Here is a clear opportunity for marketing and merchandizing to come together. Such marketing data analytics would be highly valuable for assortment planning and demand forecasting, right?

Merchandizers not only make buying decisions but also manage promotions and clearance. Today they only use price and placements in their online store to manage this. They are aware that marketing can help them accomplish their goals, but collaborating around that data is not an integrated part of the process inside most retail organizations today.

Getting that data in-hand likely requires emailing and calling around to request it. In an organization where there is no workflow or system allowing for this collaboration around analytics, the time lag until marketing can react to execute is long. So most companies do not bother to address this workflow gap around data and let marketing just sell what they believe is right.

As another specific instance of unreleased workflow opportunity, imagine how the bidding process could be strengthened. Merchandizing, or price management, usually uses competitive price analysis tools. Marketers also could use this data to inform bidding decisions. Instead of wasting ad budget on products which are too expensive, they could spend their budget more wisely.

Here is a tip: Google Shopping is very sensitive to even minor price changes. Marketers can use Shopping to test price elasticity and provide merchandizers valuable results for improved price management.

More to consider: Personalization is not optional
As organizations do the work to re-connect silos and operate in more holistic manner, collaborating around data to inform the whole process, there is still more to consider for optimal outcome.

For example, tuning into back-end personalization expectations is now par for the course.

Understanding the customer in a much deeper, data-driven way is crucial for delivering a highly personalized experience, offering highly relevant product and content, and interacting where, when and how the customer prefers.

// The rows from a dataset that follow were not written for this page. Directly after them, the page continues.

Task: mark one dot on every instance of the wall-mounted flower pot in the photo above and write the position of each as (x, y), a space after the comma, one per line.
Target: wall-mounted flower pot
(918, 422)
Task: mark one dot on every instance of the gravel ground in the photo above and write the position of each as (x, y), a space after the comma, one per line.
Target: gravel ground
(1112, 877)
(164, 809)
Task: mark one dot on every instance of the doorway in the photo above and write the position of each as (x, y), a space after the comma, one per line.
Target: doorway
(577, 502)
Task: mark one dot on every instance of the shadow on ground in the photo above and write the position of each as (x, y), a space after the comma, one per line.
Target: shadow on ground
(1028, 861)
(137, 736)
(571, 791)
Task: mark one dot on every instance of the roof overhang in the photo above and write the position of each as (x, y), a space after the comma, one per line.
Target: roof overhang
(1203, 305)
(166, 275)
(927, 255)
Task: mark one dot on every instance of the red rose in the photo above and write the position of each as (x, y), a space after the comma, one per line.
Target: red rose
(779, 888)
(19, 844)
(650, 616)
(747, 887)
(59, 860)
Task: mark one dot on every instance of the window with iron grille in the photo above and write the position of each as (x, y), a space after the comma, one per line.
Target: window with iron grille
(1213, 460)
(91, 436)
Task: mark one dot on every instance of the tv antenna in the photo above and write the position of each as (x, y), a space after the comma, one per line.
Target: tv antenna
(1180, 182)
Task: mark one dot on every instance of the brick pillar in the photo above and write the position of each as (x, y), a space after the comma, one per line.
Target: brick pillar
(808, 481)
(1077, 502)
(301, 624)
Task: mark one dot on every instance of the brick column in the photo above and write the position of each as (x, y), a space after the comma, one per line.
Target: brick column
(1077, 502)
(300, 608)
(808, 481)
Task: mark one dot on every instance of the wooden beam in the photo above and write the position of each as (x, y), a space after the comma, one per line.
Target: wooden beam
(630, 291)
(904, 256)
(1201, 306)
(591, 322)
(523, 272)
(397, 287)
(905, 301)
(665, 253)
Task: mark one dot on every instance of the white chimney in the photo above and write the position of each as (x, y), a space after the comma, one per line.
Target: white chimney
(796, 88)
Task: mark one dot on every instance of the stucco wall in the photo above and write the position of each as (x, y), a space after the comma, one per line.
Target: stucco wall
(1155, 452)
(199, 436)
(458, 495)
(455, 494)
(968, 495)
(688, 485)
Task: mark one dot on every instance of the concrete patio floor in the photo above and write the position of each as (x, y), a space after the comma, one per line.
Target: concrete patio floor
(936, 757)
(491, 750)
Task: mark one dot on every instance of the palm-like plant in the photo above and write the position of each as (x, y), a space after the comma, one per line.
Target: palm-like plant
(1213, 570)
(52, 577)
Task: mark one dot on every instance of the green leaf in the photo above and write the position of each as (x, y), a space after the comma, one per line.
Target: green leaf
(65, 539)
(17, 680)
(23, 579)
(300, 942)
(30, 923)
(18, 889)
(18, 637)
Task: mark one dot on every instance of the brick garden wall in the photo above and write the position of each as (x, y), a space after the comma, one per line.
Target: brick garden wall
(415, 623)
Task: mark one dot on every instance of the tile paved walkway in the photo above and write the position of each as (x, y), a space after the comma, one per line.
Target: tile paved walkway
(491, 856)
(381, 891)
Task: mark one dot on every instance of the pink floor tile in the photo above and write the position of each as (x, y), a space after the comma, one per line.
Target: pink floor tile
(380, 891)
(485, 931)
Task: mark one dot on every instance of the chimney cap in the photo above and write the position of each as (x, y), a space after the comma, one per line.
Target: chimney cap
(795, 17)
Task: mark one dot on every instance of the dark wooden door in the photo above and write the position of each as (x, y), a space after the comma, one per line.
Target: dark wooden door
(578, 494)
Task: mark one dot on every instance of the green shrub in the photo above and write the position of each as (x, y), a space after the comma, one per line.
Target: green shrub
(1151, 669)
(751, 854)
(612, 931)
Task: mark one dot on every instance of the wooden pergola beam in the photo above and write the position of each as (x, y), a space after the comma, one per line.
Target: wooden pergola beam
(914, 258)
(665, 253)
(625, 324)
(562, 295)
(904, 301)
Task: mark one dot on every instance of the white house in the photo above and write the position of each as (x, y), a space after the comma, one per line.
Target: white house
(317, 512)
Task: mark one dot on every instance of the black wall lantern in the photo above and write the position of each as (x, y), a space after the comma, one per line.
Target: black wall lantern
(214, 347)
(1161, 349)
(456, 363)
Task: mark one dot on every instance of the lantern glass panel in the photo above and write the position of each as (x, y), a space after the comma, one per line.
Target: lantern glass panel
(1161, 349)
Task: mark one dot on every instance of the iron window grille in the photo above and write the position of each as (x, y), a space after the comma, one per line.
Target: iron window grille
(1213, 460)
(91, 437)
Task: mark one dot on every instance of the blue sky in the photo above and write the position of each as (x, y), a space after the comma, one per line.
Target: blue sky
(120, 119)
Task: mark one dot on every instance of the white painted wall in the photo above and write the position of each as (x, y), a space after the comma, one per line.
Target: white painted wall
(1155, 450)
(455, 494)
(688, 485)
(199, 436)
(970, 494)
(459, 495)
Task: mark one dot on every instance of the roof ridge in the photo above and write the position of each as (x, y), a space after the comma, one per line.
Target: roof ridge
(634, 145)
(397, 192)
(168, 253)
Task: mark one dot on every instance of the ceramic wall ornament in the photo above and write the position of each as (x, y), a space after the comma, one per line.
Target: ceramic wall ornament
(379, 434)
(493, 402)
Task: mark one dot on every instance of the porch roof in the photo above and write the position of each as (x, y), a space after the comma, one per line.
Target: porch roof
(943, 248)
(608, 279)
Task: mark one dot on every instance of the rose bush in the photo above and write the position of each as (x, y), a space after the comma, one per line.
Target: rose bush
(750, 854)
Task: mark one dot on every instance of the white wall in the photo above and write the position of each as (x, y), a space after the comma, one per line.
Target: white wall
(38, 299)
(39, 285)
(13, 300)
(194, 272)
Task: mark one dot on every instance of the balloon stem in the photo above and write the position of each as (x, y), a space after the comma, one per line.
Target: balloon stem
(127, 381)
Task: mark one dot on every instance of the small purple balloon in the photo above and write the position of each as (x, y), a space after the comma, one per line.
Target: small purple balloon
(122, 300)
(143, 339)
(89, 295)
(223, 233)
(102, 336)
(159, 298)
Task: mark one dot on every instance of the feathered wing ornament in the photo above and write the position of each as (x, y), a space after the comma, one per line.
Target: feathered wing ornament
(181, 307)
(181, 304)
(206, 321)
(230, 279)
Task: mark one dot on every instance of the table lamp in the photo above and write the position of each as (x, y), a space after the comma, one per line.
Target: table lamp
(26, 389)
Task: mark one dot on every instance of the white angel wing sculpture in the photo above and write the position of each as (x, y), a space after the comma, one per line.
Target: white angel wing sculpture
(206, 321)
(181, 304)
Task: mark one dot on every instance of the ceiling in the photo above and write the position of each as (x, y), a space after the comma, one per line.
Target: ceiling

Retailers have access to a broad array of customer information, category interest, sizing, color preferences, price sensitivity, channel that she browses and channel she shops, the time of day she shops, and more.

This deep customer insight can be leveraged to develop the personalized experience that customers now expect. Increasingly, retailers also have access to real-time inventory availability and performance data.

By connecting customer and inventory data, retailers can identify the optimal intersection of demand and inventory, and drive more profitable results.

Integrated ops only way to tackle modern metric
Finally, an organization of siloed deciders leads to siloed metrics and results.

In fact, as marketing increasingly must take real-time local inventory into account and activate to personalize in real time, siloes deliver only a fraction of your potential success.

To achieve an overall greater success, the modern metric is more of a composite – profitable sales through repeat customers.

YOU DO NOT just want sales, you want the right sales, efficiently and at scale.

Cross-functional strategy as well as the interaction between humans and machine are vital.

Fortunately, algorithms and technologies are emerging to solve these challenges and position today’s retailer to address the modern metric.